Intel has launched fixes to shut out a high-severity flaw codenamed Reptar that impacts its desktop, cell, and server CPUs.
Tracked as CVE-2023-23583 (CVSS rating: 8.8), the problem has the potential to “permit escalation of privilege and/or info disclosure and/or denial of service through native entry.”
Profitable exploitation of the vulnerability might additionally allow a bypass of the CPU’s security boundaries, based on Google Cloud, describing it as a problem stemming from how redundant prefixes are interpreted by the processor.
“The affect of this vulnerability is demonstrated when exploited by an attacker in a multi-tenant virtualized atmosphere, because the exploit on a visitor machine causes the host machine to crash leading to a Denial of Service to different visitor machines working on the identical host,” Google Cloud’s Phil Venables mentioned.
“Moreover, the vulnerability might probably result in info disclosure or privilege escalation.”
Safety researcher Tavis Normandy, in a separate evaluation of Reptar, mentioned it may be abused to deprave the system state and pressure a machine-check exception.
Intel, as a part of November 2023 updates, has revealed up to date microcode for all affected processors. The whole listing of Intel CPUs impacted by CVE-2023-23583 is offered right here.
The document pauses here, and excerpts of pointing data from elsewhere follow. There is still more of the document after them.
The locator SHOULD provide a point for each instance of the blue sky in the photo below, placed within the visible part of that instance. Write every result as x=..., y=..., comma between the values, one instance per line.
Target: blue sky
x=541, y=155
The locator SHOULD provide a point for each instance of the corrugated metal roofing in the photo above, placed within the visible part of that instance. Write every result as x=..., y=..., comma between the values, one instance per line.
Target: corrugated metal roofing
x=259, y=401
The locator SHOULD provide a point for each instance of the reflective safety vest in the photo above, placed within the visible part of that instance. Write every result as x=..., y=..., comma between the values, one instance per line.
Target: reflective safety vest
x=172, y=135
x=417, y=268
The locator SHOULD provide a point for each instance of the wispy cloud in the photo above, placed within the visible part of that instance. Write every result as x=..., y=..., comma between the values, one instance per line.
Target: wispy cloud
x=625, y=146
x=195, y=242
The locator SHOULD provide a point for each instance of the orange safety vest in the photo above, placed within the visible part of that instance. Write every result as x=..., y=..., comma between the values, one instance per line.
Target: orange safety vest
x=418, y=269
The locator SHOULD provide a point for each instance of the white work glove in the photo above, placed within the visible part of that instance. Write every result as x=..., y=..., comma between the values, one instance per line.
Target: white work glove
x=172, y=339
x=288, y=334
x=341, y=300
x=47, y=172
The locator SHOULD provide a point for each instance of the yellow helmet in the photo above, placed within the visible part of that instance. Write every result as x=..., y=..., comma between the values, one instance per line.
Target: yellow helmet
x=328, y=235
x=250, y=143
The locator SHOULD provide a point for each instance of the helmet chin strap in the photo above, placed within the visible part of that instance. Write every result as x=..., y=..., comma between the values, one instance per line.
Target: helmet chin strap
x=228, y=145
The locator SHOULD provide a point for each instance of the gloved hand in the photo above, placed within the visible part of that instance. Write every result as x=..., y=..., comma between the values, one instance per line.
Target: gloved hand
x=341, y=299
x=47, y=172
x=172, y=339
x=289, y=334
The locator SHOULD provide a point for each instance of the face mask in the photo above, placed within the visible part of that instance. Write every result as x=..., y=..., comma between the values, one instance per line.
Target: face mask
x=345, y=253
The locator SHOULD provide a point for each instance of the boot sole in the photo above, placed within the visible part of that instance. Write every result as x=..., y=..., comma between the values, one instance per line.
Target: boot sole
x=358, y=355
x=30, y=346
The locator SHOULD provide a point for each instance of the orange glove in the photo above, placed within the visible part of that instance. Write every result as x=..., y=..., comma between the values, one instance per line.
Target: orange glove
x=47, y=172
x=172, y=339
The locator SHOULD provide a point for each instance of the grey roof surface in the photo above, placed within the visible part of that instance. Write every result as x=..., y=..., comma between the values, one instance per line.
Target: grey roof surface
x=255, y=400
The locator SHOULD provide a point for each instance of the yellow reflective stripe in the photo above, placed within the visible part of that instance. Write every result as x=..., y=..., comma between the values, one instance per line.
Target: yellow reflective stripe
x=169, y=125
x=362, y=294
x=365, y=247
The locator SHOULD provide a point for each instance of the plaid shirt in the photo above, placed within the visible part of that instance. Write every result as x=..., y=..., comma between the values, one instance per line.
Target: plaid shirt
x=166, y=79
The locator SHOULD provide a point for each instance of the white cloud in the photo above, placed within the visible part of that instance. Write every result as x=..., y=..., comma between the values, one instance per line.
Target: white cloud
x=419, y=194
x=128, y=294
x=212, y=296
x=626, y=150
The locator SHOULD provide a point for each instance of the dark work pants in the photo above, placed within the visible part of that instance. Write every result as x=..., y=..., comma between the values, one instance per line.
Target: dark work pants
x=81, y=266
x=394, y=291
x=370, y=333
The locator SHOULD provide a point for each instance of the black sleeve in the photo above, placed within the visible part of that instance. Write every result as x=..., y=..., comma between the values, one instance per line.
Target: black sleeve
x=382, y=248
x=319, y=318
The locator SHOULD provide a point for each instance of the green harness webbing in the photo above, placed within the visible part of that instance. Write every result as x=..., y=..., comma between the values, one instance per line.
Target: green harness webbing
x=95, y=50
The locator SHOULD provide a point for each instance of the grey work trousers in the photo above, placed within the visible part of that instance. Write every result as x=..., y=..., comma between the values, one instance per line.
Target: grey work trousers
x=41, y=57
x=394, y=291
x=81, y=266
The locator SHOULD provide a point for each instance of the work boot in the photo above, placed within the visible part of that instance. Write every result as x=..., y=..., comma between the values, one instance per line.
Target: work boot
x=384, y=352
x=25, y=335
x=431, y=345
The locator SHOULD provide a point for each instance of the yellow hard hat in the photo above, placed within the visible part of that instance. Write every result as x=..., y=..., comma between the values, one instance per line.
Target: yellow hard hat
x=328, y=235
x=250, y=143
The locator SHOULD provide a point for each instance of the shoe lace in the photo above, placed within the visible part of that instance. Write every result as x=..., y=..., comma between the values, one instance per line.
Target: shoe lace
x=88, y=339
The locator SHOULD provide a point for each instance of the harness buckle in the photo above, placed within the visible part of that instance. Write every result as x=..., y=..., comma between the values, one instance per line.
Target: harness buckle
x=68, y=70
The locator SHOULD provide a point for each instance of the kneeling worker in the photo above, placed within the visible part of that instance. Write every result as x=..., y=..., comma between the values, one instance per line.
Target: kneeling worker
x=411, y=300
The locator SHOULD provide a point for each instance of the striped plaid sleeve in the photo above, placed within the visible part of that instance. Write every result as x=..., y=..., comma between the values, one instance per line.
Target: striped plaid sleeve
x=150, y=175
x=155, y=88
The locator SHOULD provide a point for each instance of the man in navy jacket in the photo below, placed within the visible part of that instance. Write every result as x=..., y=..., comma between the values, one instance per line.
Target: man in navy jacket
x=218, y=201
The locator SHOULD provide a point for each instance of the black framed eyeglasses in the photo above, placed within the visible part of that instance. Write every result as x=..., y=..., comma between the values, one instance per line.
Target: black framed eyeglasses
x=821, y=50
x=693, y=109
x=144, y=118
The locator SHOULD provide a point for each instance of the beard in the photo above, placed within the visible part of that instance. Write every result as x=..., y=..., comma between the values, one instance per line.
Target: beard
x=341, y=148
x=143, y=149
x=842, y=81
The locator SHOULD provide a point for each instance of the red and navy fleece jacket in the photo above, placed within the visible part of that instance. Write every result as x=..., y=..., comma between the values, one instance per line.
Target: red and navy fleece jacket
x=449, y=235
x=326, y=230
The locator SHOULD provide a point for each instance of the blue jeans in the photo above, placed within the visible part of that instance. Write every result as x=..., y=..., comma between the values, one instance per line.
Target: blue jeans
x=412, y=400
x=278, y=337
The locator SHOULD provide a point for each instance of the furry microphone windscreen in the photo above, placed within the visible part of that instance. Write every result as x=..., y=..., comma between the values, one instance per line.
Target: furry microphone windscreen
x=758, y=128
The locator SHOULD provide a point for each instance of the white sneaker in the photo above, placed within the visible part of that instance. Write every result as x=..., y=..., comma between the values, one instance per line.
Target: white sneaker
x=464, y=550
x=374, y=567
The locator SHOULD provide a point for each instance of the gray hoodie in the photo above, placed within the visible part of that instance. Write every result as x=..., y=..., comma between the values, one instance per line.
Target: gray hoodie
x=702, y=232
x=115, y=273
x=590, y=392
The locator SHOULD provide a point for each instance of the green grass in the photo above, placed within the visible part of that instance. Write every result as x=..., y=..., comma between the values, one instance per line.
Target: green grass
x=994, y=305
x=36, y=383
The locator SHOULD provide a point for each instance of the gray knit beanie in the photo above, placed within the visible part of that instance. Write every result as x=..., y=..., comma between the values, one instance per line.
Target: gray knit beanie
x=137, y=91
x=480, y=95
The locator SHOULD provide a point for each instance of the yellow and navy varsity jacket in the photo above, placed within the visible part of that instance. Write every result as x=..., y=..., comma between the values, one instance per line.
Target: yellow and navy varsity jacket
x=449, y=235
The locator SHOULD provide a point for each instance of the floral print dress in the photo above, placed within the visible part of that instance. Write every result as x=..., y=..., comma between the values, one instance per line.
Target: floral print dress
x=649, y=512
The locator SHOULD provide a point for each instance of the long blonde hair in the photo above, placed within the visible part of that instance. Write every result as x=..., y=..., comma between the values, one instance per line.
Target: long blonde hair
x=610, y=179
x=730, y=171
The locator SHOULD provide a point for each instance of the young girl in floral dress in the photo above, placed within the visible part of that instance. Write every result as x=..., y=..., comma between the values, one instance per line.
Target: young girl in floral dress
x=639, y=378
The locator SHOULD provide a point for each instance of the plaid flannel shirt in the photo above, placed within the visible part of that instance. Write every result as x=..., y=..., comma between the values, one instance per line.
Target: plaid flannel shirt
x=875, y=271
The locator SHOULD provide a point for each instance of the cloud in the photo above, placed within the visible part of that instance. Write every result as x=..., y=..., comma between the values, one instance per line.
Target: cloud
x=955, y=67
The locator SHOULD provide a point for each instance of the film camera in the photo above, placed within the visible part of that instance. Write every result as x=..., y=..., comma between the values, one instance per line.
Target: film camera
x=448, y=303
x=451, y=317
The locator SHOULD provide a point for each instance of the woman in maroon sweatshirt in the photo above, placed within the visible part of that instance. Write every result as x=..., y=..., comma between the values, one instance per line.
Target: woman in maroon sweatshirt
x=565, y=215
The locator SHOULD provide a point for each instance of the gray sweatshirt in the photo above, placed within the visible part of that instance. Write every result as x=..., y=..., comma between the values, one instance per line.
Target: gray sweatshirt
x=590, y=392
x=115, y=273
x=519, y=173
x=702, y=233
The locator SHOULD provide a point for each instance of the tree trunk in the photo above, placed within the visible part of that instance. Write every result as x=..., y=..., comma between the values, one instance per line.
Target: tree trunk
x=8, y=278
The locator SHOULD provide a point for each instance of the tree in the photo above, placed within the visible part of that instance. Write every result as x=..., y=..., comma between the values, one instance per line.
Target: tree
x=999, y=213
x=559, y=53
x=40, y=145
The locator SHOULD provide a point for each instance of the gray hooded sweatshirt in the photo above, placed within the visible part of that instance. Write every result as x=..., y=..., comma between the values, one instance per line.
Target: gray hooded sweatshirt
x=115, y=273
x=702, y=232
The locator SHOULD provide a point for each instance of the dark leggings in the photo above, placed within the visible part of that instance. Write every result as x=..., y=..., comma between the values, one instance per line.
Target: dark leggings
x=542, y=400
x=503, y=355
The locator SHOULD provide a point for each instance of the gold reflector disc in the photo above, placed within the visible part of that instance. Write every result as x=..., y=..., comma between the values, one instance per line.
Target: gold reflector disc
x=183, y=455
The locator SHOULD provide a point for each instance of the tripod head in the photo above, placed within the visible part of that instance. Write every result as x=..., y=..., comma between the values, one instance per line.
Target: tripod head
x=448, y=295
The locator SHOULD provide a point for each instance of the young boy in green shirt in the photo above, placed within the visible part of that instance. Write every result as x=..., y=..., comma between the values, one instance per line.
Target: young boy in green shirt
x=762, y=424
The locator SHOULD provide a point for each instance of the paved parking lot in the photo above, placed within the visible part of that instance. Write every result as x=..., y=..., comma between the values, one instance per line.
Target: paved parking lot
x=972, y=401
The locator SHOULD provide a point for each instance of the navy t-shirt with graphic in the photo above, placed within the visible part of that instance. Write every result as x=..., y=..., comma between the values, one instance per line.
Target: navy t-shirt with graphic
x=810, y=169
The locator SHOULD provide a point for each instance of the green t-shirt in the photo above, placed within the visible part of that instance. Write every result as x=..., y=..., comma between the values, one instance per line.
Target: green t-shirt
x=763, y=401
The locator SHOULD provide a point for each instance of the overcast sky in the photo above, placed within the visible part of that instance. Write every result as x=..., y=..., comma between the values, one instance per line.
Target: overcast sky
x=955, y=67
There isn’t a proof of any lively assaults utilizing this vulnerability.
“Intel doesn’t count on this challenge to be encountered by any non-malicious real-world software program,” the corporate mentioned in a steerage issued on November 14. “Malicious exploitation of this challenge requires execution of arbitrary code.”
The disclosure coincides with the discharge of patches for a security flaw in AMD processors referred to as CacheWarp (CVE-2023-20592) that lets malicious actors break into AMD SEV-protected VMs to escalate privileges and acquire distant code execution.